Successful Therapeutic Hypothermia in Patients with Congenital Long QT Syndrome

Mehmet K Aktas 1, Alian Aguila 1
PMCID: PMC6932001  PMID: 21251141

Abstract

Therapeutic hypothermia has been shown to improve neurological outcomes in patients who remain comatose following resuscitation from cardiac arrest. While there are numerous reports of patients who have had a successful course after induction of therapeutic hypothermia, such therapeutic intervention has not been described in patients with congenital long QT syndrome (LQTS). We report outcomes in two patients with LQTS who had therapeutic hypothermia following a ventricular fibrillation arrest. Careful and routine monitoring of the QT interval in this patient population is necessary due to the potential for worsening electrical instability during induced hypothermia.
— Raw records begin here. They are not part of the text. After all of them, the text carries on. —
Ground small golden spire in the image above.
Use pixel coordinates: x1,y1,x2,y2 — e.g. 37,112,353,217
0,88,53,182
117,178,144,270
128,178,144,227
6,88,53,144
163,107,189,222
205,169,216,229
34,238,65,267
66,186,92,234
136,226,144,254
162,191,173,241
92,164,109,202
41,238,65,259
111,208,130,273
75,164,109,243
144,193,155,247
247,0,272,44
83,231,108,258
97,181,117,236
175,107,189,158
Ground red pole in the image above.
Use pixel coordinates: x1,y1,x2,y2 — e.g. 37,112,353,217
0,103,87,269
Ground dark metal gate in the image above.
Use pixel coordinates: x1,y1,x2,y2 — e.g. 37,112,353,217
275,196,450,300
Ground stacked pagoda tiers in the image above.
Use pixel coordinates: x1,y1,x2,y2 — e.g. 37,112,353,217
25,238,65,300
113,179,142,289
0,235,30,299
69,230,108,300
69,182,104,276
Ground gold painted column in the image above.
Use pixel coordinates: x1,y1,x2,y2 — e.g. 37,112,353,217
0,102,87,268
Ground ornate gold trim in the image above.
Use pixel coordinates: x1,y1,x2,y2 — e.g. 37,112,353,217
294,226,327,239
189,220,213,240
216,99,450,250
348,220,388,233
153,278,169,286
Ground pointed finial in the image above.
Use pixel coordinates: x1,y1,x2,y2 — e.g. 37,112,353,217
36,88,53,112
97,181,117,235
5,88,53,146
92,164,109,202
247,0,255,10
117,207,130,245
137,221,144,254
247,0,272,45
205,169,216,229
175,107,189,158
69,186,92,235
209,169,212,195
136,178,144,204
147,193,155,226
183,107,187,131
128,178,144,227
Ann Noninvasive Electrocardiol 2011;16(1):100–103

Keywords: electrophsiology‐long QT syndrome; clinical, electrophysiology‐cardiopulmonary resuscitation; clinical, electrophysiology‐cardiac arrest/sudden death; clinical


Congenital long QT syndrome (LQTS) is an inherited channelopathy associated with increased likelihood of torsades de pointes and sudden cardiac death. 1 It is characterized by prolonged ventricular repolarization that manifests in the electrocardiogram (ECG) as a prolongation in the QT interval. Patients who remain comatose after resuscitation from cardiac arrest due to ventricular fibrillation (VF) should be considered for aggressive postresuscitation care, including therapeutic hypothermia as recommended by the International Liaison Committee on Resuscitation. 2 However, the effects and outcomes of patients with congenital LQTS who have suffered a cardiac arrest requiring therapeutic hypothermia has not been previously described. We describe two patients with congenital LQTS who were resuscitated from cardiac arrest and successfully treated with therapeutic hypothermia.

CASE REPORTS

A 7‐year‐old boy was in his usual state of health until the morning of admission when his father found the patient unresponsive, apneic, pulseless, and cold to touch. Minutes earlier the father had accidently triggered the house alarm and was surprised that his son was not awakened by the siren. Cardiopulmonary resuscitation (CPR) was initiated by his mother, and on arrival of emergency medical services, an automatic external defibrillator showed VF and the patient was successfully defibrillated and intubated. Minutes later, he had recurrent VF requiring repeat defibrillation. Further history revealed the patient was recently started on methylphenidate 20 mg once daily and bupropion 37.5 mg twice daily for the treatment of attention deficit disorder.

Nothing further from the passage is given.